Никогда не забуду плотный воздух той комнаты, из которого, казалось, была выделана мебель, вернее, чудилось, будто материалом для нее послужил тот же воздух, обретший поверхности и окраску. Предметы эти напоминали образы из сна, которые скорее являются отражениями в его глубоких водах, нежели полнокровными и живыми телами. Потом мебель стало видно лучше: она тяжело покоилась на своих толстых деревянных ножках; мало-помалу обнаружилось, что она наделена движением – одним-единственным движением тяготения, давления, отвечающего на зов земли, движением, которое каменный пол снизу вверх возвращал ей через спинки и каркасы подобно огромному, мерно бьющемуся сердцу. Но все это не так уж и бросалось в глаза – глазам представало лишь некое неподвижное ее присутствие.

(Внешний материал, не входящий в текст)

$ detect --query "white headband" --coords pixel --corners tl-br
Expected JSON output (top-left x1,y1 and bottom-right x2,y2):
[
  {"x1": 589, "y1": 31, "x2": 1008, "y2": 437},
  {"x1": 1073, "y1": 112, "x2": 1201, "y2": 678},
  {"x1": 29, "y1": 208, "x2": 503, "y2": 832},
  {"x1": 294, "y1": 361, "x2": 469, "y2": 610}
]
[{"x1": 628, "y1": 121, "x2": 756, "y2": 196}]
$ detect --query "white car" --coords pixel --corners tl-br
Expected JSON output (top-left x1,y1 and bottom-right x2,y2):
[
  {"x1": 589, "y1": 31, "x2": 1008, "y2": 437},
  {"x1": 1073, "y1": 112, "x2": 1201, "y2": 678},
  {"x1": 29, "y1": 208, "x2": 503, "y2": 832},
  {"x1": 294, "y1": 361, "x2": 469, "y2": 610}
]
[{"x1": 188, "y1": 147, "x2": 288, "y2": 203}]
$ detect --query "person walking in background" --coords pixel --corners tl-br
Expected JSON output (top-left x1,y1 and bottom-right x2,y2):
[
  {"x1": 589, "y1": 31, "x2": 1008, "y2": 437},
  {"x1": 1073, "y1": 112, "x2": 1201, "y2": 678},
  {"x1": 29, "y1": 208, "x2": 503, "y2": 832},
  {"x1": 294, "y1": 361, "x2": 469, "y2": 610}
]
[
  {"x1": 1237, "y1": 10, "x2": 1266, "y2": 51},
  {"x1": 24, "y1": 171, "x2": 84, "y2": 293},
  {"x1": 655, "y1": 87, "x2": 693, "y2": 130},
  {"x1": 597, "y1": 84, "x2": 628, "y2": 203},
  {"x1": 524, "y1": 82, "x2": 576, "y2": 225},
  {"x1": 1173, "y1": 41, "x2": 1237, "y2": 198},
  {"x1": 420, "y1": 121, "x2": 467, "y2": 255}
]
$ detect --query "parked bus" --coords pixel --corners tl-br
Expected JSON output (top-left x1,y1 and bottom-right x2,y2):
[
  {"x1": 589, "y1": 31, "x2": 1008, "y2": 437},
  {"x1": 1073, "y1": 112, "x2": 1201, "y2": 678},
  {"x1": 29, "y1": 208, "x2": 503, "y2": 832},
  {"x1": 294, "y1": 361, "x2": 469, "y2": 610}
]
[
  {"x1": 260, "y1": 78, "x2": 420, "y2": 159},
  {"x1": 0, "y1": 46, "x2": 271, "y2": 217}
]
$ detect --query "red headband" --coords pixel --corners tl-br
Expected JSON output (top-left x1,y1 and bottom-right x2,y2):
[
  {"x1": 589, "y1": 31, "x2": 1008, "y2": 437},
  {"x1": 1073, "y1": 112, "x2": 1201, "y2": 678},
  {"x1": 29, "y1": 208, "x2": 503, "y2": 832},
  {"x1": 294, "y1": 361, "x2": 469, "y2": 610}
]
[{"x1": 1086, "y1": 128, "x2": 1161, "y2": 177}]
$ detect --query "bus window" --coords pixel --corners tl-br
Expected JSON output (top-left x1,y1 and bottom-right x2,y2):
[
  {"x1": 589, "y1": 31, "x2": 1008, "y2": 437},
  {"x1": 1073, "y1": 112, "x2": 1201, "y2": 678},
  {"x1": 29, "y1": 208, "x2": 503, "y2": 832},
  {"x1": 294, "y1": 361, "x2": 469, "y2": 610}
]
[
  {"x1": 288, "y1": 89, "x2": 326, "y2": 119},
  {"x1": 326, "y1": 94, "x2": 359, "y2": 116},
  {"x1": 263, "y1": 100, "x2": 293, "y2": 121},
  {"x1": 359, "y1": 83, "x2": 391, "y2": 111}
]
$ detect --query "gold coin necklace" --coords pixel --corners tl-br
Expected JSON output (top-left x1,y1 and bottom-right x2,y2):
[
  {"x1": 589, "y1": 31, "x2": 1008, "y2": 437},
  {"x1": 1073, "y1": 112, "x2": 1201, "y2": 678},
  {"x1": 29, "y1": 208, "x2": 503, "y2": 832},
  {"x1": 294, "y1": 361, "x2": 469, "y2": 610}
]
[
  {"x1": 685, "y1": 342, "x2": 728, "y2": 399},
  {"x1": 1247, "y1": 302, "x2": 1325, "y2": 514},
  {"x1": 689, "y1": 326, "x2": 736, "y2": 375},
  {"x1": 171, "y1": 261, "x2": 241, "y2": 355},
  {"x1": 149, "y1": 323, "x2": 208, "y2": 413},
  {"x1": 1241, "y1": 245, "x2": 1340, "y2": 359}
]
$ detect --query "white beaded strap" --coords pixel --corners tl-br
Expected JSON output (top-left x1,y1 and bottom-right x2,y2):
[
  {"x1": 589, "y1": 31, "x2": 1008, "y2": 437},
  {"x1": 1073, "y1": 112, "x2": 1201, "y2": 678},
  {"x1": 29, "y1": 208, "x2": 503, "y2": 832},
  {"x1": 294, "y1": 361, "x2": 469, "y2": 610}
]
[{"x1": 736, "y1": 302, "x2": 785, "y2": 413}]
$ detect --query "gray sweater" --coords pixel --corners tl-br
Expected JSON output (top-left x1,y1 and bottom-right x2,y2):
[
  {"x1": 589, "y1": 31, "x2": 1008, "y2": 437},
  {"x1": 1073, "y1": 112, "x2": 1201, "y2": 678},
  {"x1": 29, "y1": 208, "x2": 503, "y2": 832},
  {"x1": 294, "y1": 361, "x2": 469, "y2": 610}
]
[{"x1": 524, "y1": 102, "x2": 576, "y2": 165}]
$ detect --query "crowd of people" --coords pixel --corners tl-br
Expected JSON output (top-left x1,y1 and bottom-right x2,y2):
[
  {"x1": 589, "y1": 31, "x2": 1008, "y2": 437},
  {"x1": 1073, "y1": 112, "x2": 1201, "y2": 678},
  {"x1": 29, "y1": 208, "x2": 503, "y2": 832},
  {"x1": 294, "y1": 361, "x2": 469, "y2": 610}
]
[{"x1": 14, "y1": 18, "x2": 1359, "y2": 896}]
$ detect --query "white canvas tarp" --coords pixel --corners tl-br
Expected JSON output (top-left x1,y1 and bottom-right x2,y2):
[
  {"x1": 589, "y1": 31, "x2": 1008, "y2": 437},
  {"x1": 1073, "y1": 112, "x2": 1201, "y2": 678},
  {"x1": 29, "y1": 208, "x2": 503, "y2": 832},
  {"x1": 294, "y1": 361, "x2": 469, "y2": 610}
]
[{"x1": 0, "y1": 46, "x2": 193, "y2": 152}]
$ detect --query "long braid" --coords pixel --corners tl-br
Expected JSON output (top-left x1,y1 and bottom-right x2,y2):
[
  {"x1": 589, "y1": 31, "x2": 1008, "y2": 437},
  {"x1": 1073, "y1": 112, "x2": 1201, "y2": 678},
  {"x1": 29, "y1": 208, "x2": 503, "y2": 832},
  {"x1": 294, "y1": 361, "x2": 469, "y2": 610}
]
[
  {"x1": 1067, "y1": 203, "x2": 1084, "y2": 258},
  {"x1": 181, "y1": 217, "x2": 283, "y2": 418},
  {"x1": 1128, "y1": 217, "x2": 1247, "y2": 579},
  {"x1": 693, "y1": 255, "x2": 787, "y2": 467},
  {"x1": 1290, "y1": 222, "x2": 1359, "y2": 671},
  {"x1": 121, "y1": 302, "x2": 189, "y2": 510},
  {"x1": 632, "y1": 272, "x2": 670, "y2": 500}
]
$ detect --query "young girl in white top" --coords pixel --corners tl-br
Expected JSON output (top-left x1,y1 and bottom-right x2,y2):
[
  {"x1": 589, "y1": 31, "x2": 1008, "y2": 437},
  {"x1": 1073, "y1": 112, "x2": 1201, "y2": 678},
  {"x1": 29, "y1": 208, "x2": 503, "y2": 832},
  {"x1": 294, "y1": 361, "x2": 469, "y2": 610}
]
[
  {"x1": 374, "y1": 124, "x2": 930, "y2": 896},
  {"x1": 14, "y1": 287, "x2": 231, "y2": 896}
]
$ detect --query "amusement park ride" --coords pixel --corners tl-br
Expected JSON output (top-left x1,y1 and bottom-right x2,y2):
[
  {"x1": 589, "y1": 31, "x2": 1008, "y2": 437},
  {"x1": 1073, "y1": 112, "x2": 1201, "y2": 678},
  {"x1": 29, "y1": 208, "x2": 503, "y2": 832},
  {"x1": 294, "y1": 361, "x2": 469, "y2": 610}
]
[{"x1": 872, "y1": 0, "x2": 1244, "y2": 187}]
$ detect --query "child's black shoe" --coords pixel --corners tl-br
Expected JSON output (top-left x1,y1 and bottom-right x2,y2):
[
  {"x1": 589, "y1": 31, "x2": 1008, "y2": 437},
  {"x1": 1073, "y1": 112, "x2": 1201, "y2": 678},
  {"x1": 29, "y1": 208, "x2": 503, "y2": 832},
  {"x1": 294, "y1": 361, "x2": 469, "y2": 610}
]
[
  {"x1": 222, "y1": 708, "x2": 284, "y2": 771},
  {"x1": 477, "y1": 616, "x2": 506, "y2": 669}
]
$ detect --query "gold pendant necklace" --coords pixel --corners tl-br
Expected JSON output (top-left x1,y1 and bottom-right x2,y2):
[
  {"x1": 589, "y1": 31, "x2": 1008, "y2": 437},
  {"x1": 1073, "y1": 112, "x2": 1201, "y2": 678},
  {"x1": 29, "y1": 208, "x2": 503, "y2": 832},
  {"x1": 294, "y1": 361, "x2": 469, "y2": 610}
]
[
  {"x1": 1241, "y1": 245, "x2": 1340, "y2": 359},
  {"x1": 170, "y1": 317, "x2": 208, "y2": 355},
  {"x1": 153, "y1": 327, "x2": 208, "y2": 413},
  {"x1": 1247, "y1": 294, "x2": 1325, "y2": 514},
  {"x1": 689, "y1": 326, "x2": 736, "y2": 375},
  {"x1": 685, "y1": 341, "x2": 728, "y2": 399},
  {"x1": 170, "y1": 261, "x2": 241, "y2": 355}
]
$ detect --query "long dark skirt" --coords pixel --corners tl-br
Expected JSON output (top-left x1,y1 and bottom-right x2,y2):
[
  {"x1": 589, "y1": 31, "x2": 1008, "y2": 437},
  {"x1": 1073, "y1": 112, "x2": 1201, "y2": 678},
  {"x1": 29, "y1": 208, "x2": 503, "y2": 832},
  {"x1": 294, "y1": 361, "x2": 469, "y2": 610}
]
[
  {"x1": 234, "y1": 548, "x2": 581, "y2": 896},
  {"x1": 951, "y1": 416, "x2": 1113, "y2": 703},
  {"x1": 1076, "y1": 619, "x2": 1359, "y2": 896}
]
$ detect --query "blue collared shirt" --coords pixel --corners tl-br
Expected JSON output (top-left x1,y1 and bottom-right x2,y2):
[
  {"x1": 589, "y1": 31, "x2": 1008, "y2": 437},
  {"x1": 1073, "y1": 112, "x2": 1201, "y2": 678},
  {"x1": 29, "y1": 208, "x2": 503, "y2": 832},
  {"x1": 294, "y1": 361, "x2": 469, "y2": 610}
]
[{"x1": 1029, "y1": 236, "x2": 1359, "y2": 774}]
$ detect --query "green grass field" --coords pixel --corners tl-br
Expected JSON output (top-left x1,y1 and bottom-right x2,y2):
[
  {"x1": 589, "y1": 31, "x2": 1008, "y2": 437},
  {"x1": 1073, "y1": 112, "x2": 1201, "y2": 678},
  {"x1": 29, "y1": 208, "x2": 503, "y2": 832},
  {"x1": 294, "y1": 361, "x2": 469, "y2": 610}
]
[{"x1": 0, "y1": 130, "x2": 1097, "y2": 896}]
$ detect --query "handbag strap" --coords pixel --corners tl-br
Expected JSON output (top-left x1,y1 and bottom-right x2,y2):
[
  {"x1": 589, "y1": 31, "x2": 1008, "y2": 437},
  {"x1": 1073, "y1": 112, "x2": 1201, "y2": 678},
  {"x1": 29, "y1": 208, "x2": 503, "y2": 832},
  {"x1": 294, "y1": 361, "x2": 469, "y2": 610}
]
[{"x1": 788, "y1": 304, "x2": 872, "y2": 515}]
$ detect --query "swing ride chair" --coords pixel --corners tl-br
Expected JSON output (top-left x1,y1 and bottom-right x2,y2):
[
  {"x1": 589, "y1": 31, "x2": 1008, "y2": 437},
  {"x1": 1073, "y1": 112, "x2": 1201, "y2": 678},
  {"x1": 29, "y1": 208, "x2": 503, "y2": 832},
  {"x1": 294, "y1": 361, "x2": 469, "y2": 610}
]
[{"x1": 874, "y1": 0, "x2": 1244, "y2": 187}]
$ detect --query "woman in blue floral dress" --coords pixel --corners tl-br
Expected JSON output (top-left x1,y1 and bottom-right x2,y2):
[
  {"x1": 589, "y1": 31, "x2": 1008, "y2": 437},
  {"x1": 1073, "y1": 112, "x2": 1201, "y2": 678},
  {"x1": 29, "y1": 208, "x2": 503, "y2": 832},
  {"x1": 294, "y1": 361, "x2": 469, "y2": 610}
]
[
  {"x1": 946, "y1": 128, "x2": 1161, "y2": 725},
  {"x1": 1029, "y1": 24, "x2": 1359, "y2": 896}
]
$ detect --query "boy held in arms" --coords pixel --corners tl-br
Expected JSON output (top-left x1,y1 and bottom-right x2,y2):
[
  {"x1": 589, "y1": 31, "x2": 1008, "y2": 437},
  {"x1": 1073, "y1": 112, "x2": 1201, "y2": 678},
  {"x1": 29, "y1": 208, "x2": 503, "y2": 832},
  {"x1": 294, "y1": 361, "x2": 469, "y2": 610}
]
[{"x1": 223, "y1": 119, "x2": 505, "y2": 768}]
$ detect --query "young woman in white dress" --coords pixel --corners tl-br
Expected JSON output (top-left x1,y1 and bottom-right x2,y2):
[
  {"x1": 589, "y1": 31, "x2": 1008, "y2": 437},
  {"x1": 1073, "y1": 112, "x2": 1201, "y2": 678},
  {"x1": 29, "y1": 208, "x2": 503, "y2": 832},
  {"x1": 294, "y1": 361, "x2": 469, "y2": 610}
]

Синий тонконогий стул напротив комода напряженно выгибался, будто готовясь к прыжку, а комод, не в пример ему, был тяжел и широк, и оба существовали вне всякого контакта с людьми, точь-в-точь предметы обстановки из какой-нибудь сказки, скажем, из «Золушки». Долгие годы никто не клал на комод щетку, не гляделся в запыленное зеркало. Мое имя – слово, обозначающее меня размашистыми, чистыми буквами, – подобно обелиску или световому кружеву извлекало в темноте из глуби зеркала и грез мой образ. И мебель охватила глубокая дрожь – словно от камня, брошенного в озеро, по которому расходятся все более широкие круги волн.
Как сказочный Рип Ван Винкль,
Донья Исабель сидела в своем алькове, она тонула в большущем, глубоком плюшевом кресле, ее негнущееся тельце было едва различимо. Тетушка занимала маленькое черное кресло-качалку напротив нее (для меня всегда было загадкой, как могла она умещаться, такая высокая и тучная, в смешной мебели, которую она с замечательным достоинством выбирала, дивным образом согласуясь с нею, стараясь ничего не потревожить, чтобы все как шло, так и шло), а рядом – мама в своем пышном и веселом белом платье, меня же усадили в черное кресло.